Neal Katyal, the Indian-origin American lawyer who represented small businesses affected by these tariffs against the Trump administration in the Supreme Court, responded to Trump’s announcement in a post on X: “Seems hard for the President to rely on the 15 percent statute (sec 122) when his DOJ in our case told the Court the opposite… If he wants sweeping tariffs, he should do the American thing and go to Congress.”

Section 201 of the Trade Act, 1974: Part of the USTR’s enforcement functions, these actually refer to investigations (“Section 201 Investigations”) conducted under Section 203 of the Act. It empowers the president to “take all appropriate and feasible action within his power” to make it easier for domestic industry to adjust “to import competition and provide greater economic and social benefits than costs”.
Navarro highlighted these as “safeguard measures”, which he said that Trump had used in his first term to impose tariffs on solar panels and washing machines, with protections on solar still in place.

Section 338 of the Tariff Act, 1930: A Great Depression-era statute, this empowers the president to impose tariffs up to 50% or even total import bans in case of discrimination against US commerce.
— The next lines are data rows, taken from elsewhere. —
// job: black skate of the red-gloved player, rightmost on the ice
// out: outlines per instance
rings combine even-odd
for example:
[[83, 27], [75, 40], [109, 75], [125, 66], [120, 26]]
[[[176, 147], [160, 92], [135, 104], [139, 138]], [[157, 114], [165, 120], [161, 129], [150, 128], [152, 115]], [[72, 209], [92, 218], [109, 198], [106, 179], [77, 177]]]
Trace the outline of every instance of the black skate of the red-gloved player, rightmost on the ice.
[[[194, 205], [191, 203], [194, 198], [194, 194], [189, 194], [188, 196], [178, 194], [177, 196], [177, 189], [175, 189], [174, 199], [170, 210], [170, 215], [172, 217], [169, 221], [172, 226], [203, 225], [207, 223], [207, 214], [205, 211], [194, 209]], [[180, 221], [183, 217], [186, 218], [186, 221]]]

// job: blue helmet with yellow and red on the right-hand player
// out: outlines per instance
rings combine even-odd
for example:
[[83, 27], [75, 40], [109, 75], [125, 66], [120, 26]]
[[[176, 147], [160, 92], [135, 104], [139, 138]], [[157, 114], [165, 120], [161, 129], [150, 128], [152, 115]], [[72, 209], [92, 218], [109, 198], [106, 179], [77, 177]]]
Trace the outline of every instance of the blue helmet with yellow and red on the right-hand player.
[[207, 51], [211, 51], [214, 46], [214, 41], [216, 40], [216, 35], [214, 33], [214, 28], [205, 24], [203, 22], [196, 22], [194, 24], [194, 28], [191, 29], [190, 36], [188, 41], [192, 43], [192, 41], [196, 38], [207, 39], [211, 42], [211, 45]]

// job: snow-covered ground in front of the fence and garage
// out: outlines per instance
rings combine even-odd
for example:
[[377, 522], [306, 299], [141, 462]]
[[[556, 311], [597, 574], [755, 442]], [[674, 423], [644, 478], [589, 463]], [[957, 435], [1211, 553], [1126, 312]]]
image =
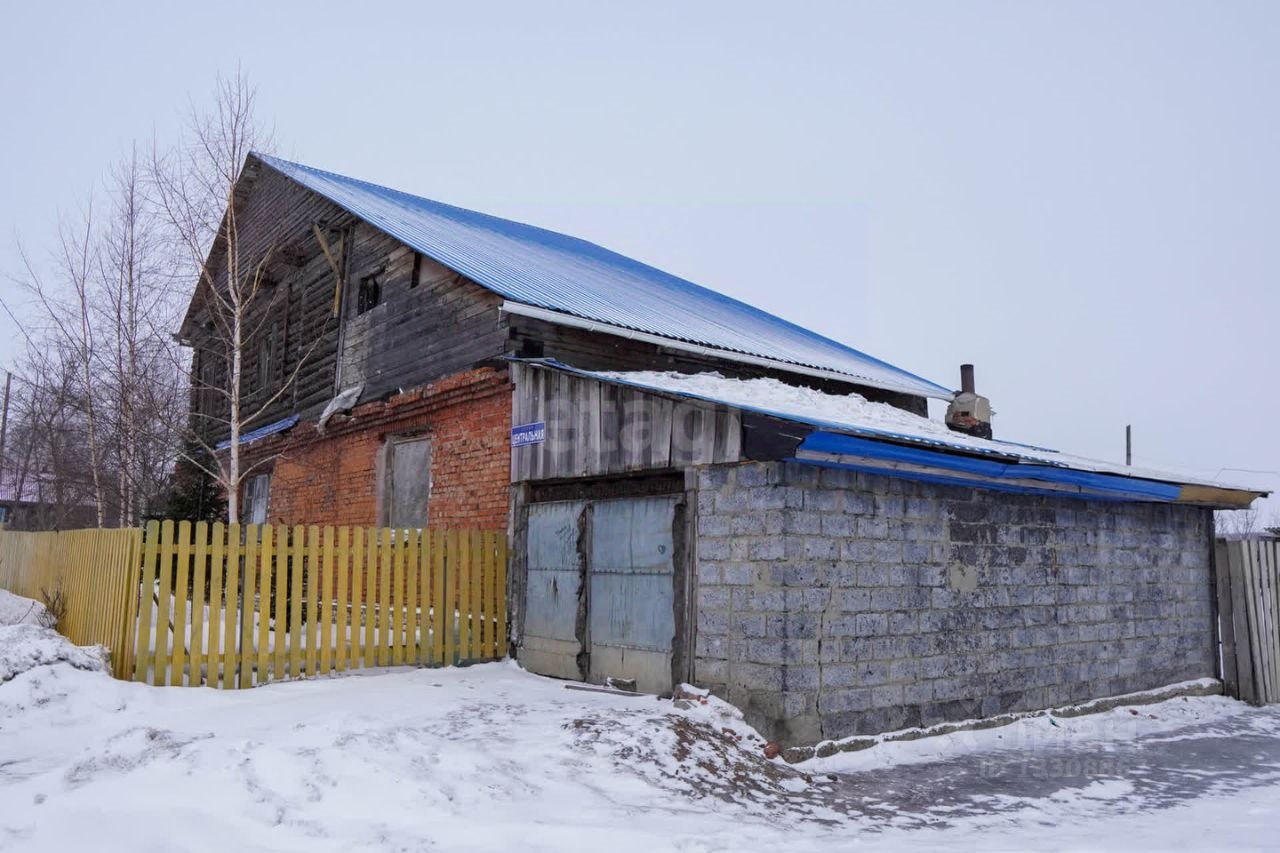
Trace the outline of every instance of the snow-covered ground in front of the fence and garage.
[[1280, 710], [1220, 697], [796, 767], [714, 699], [515, 663], [115, 681], [0, 626], [0, 850], [1274, 849]]

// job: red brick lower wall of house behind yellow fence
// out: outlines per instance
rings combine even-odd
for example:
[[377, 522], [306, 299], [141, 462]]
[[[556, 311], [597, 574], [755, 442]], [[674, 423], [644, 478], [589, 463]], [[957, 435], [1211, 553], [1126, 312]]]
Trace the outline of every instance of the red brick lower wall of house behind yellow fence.
[[481, 368], [358, 406], [330, 420], [324, 435], [302, 423], [287, 437], [246, 448], [257, 457], [279, 453], [271, 523], [379, 524], [379, 452], [388, 435], [425, 432], [431, 437], [428, 524], [506, 529], [511, 392], [506, 371]]

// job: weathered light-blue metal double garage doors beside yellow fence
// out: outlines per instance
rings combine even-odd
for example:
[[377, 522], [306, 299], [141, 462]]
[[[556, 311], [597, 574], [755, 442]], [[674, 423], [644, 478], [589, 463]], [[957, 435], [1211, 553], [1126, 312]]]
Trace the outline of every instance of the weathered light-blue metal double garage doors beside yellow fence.
[[635, 679], [650, 693], [671, 689], [680, 500], [530, 505], [521, 648], [527, 669]]

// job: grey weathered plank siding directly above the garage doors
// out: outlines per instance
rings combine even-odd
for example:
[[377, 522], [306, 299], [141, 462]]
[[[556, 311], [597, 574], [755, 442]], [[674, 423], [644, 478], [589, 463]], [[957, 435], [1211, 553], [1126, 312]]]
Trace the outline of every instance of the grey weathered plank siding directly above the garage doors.
[[513, 447], [511, 479], [548, 480], [682, 469], [741, 459], [737, 410], [676, 401], [531, 365], [512, 365], [512, 424], [547, 424]]

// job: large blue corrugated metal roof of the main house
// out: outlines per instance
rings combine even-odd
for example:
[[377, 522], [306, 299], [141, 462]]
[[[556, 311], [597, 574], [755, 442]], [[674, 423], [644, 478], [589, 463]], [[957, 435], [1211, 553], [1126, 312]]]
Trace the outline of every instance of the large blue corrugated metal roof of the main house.
[[716, 291], [553, 231], [255, 155], [302, 186], [521, 305], [622, 330], [950, 400], [951, 391]]

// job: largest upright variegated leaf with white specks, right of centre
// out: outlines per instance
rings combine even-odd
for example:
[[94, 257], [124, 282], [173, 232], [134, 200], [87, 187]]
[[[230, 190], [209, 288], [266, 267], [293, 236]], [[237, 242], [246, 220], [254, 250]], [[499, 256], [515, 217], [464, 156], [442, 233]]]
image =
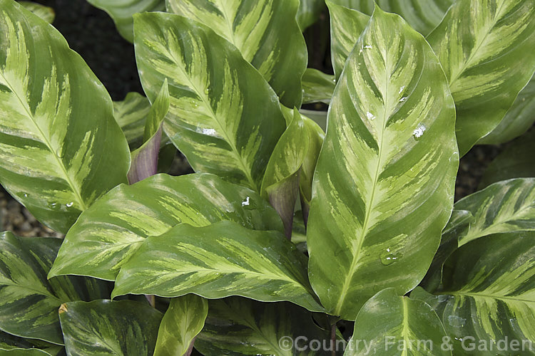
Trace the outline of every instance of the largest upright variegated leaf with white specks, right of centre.
[[454, 116], [432, 49], [377, 8], [337, 84], [314, 177], [309, 275], [333, 315], [354, 320], [377, 290], [403, 295], [424, 277], [452, 211]]

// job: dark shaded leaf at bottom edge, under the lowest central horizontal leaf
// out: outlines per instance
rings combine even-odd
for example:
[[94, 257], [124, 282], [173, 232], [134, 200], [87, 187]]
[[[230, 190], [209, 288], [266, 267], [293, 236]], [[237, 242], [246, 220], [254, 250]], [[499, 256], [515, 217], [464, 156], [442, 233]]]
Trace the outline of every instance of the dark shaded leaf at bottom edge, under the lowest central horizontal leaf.
[[322, 350], [295, 350], [295, 345], [285, 342], [299, 336], [326, 345], [330, 341], [330, 333], [318, 328], [312, 315], [296, 305], [237, 297], [208, 303], [205, 327], [195, 339], [195, 349], [203, 355], [331, 355]]

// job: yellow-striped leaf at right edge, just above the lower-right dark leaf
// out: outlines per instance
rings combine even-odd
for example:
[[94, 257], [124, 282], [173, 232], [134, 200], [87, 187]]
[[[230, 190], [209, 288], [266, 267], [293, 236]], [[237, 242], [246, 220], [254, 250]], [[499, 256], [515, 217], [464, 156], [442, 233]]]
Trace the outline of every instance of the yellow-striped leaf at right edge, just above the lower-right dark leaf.
[[455, 203], [455, 209], [474, 216], [459, 246], [499, 232], [535, 230], [535, 178], [497, 182]]

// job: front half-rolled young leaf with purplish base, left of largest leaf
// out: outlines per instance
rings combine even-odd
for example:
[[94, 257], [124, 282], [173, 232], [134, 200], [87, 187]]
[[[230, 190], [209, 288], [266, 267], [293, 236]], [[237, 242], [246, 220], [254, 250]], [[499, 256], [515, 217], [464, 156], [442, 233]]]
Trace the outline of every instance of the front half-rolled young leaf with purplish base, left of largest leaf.
[[262, 195], [270, 201], [285, 226], [287, 238], [292, 236], [292, 220], [295, 202], [299, 194], [300, 169], [308, 151], [308, 132], [297, 109], [293, 119], [280, 137], [267, 163]]

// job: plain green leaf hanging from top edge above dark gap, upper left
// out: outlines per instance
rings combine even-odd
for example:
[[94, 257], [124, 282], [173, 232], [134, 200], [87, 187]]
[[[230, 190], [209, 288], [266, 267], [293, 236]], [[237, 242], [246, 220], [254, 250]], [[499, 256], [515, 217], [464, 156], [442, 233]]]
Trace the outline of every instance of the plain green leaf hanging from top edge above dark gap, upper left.
[[146, 11], [165, 11], [165, 0], [87, 0], [89, 4], [106, 11], [117, 26], [121, 36], [134, 41], [133, 14]]

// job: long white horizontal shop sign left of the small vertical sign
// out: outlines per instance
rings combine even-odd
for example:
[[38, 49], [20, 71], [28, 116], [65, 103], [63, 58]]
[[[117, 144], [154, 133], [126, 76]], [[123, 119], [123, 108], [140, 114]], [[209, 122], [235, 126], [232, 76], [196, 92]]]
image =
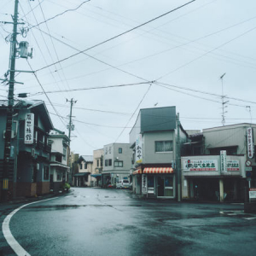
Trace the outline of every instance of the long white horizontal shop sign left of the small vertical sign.
[[218, 160], [185, 160], [184, 166], [189, 171], [217, 171]]

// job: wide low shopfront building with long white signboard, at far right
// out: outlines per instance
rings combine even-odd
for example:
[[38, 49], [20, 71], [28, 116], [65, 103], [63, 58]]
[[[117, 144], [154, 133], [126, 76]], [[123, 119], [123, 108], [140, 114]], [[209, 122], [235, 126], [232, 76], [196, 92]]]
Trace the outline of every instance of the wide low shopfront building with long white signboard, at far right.
[[190, 154], [182, 157], [183, 198], [247, 201], [247, 188], [256, 188], [255, 131], [252, 124], [225, 125], [190, 137]]

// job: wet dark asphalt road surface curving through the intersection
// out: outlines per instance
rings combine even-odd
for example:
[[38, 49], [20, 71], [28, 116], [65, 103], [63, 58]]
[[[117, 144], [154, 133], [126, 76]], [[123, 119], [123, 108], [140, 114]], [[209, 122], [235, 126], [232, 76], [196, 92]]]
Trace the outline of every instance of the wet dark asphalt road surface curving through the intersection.
[[[0, 206], [0, 220], [15, 206]], [[255, 255], [256, 215], [240, 204], [132, 198], [75, 188], [15, 213], [10, 230], [31, 255]], [[237, 211], [237, 212], [235, 212]], [[15, 255], [0, 234], [3, 255]], [[0, 253], [1, 255], [1, 253]]]

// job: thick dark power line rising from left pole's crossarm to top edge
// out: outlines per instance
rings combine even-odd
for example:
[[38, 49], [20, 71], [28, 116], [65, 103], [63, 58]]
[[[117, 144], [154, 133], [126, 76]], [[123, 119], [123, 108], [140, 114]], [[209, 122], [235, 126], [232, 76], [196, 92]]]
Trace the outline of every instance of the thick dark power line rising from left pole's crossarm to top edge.
[[[195, 2], [195, 0], [192, 0], [192, 1], [190, 1], [189, 3], [193, 3], [193, 2]], [[47, 68], [47, 67], [51, 67], [51, 66], [55, 65], [55, 64], [58, 63], [58, 62], [67, 61], [68, 59], [73, 58], [73, 57], [76, 56], [76, 55], [82, 54], [82, 53], [84, 53], [85, 51], [87, 51], [87, 50], [89, 50], [89, 49], [94, 49], [94, 48], [96, 48], [97, 46], [100, 46], [100, 45], [102, 45], [102, 44], [106, 44], [106, 43], [108, 43], [109, 41], [112, 41], [112, 40], [115, 39], [115, 38], [119, 38], [119, 37], [125, 35], [126, 33], [129, 33], [129, 32], [132, 32], [132, 31], [134, 31], [134, 30], [137, 30], [137, 28], [139, 28], [139, 27], [141, 27], [141, 26], [145, 26], [145, 25], [147, 25], [148, 23], [150, 23], [150, 22], [152, 22], [152, 21], [154, 21], [154, 20], [158, 20], [158, 19], [160, 19], [160, 18], [162, 18], [162, 17], [164, 17], [164, 16], [166, 16], [166, 15], [169, 15], [169, 14], [171, 14], [172, 12], [176, 11], [177, 9], [183, 8], [184, 6], [188, 5], [189, 3], [184, 3], [183, 5], [177, 7], [176, 9], [172, 9], [172, 10], [166, 12], [166, 13], [163, 14], [163, 15], [159, 15], [159, 16], [155, 17], [154, 19], [148, 20], [148, 21], [144, 22], [143, 24], [140, 24], [140, 25], [138, 25], [138, 26], [135, 26], [135, 27], [133, 27], [133, 28], [131, 28], [131, 29], [125, 31], [125, 32], [121, 32], [121, 33], [119, 33], [118, 35], [116, 35], [116, 36], [114, 36], [114, 37], [112, 37], [112, 38], [108, 38], [107, 40], [102, 41], [102, 42], [99, 43], [99, 44], [95, 44], [95, 45], [93, 45], [93, 46], [91, 46], [91, 47], [89, 47], [89, 48], [87, 48], [87, 49], [84, 49], [84, 50], [82, 50], [82, 51], [79, 51], [79, 52], [76, 53], [76, 54], [69, 55], [69, 56], [67, 56], [66, 58], [62, 59], [61, 61], [56, 61], [55, 63], [52, 63], [52, 64], [50, 64], [50, 65], [48, 65], [48, 66], [41, 67], [41, 68], [39, 68], [38, 70], [36, 70], [35, 72], [41, 71], [41, 70], [43, 70], [43, 69], [45, 69], [45, 68]]]

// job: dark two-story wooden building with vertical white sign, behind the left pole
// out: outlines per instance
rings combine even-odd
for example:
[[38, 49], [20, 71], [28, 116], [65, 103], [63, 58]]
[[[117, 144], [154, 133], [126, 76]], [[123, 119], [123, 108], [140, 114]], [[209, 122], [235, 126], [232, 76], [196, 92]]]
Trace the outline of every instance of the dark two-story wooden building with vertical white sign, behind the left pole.
[[[0, 103], [0, 133], [4, 135], [7, 101]], [[9, 160], [9, 195], [11, 198], [49, 193], [51, 148], [48, 139], [49, 131], [52, 129], [53, 125], [44, 102], [15, 102], [12, 153]], [[3, 136], [0, 137], [0, 145], [0, 159], [3, 161]], [[3, 177], [3, 168], [0, 170], [0, 180], [1, 177]]]

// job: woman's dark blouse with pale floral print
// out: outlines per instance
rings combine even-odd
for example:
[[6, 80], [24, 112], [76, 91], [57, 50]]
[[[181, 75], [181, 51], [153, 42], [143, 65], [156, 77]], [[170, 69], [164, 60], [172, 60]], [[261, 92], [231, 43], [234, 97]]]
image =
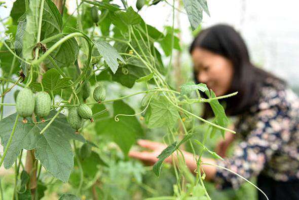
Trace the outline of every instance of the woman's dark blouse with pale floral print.
[[[299, 179], [299, 98], [282, 84], [266, 83], [258, 104], [237, 117], [242, 142], [232, 157], [217, 164], [246, 179], [259, 174], [277, 181]], [[219, 188], [238, 188], [244, 182], [219, 168], [214, 181]]]

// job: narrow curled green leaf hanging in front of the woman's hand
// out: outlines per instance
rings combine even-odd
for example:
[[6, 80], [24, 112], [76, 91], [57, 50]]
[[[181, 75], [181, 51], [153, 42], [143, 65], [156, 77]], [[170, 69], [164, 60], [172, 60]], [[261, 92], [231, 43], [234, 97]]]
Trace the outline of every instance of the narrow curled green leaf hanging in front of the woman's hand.
[[169, 145], [168, 147], [166, 147], [161, 152], [161, 154], [157, 157], [157, 158], [159, 158], [159, 160], [153, 166], [153, 171], [156, 174], [156, 176], [158, 176], [158, 177], [160, 176], [161, 166], [162, 166], [163, 161], [166, 158], [168, 158], [173, 152], [175, 152], [181, 144], [188, 141], [193, 136], [194, 136], [194, 134], [187, 134], [184, 136], [184, 138], [178, 144], [176, 144], [176, 142], [174, 142], [171, 145]]

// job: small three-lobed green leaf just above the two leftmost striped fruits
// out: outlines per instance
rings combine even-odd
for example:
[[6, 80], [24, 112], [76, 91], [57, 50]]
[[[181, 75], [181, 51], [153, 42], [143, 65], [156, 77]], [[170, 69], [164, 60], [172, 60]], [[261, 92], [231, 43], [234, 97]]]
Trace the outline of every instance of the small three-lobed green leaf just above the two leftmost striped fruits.
[[[42, 84], [44, 86], [44, 91], [47, 92], [53, 92], [54, 94], [60, 94], [61, 89], [69, 87], [71, 85], [70, 83], [71, 78], [60, 78], [59, 72], [52, 68], [48, 70], [42, 80]], [[42, 86], [40, 83], [31, 83], [34, 90], [41, 91]]]

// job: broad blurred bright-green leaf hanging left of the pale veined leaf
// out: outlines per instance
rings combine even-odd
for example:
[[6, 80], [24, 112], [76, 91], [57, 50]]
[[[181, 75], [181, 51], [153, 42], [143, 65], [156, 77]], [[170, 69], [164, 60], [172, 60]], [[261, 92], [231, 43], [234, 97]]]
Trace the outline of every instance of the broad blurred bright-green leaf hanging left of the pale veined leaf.
[[131, 146], [136, 142], [136, 137], [143, 134], [143, 129], [135, 116], [118, 116], [119, 121], [115, 121], [117, 114], [135, 114], [129, 105], [123, 101], [117, 101], [114, 102], [113, 109], [113, 117], [96, 123], [96, 131], [97, 134], [109, 136], [127, 155]]

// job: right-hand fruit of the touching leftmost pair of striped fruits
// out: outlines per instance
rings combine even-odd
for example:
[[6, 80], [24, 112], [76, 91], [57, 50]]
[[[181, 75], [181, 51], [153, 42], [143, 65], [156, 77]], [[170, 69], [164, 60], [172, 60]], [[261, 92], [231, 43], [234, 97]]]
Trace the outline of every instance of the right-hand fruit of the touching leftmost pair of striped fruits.
[[47, 117], [50, 113], [51, 97], [47, 92], [38, 92], [35, 94], [34, 99], [34, 113], [42, 119], [42, 122], [44, 122], [44, 117]]

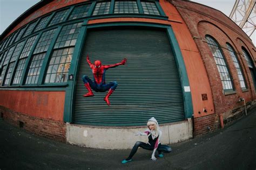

In an article, ING economists Carsten Brezski and Julian Geib wrote that although the provision was “untested in modern trade law, lacks procedural safeguards, and would invite immediate legal challenges”, the Trump administration could choose to use it if it “wants to signal maximum aggression”.

‘Good news’

In his 2026 State of the Union address, Trump attributed the country’s “stunning economic turnaround” to tariffs, saying that countries “that were ripping us off for decades” were now paying the US “hundreds of billions of dollars”.

But he said that “these countries are now happy and so are we” because of the deals that had been struck. “Almost all countries and corporations want to keep the deal that they already made… Knowing that the legal power that I as president have to make a new deal could be far worse for them,” he added.

This bit of “good news” from Trump echoed what Navarro wrote: “Any country that believes the court’s ruling strengthens its hand — or allows it to walk away from the bargaining table — is misreading the moment.” In Navarro’s reading, the court had “closed one door while leaving an entire corridor of tariff authority wide open”. On the power of the president to impose tariffs, he said: “The tools remain, and the statutory footing beneath them is now clearer.”

In that sense, what Trump said during his annual address about using those “tools” was not too far off either. “They’re a little more complex, but they’re actually probably better — leading to a solution that will be even stronger than before. Congressional action will not be necessary… And as time goes by, I believe the tariffs, paid for by foreign countries, will, like in the past, substantially replace the modern-day system of income tax.”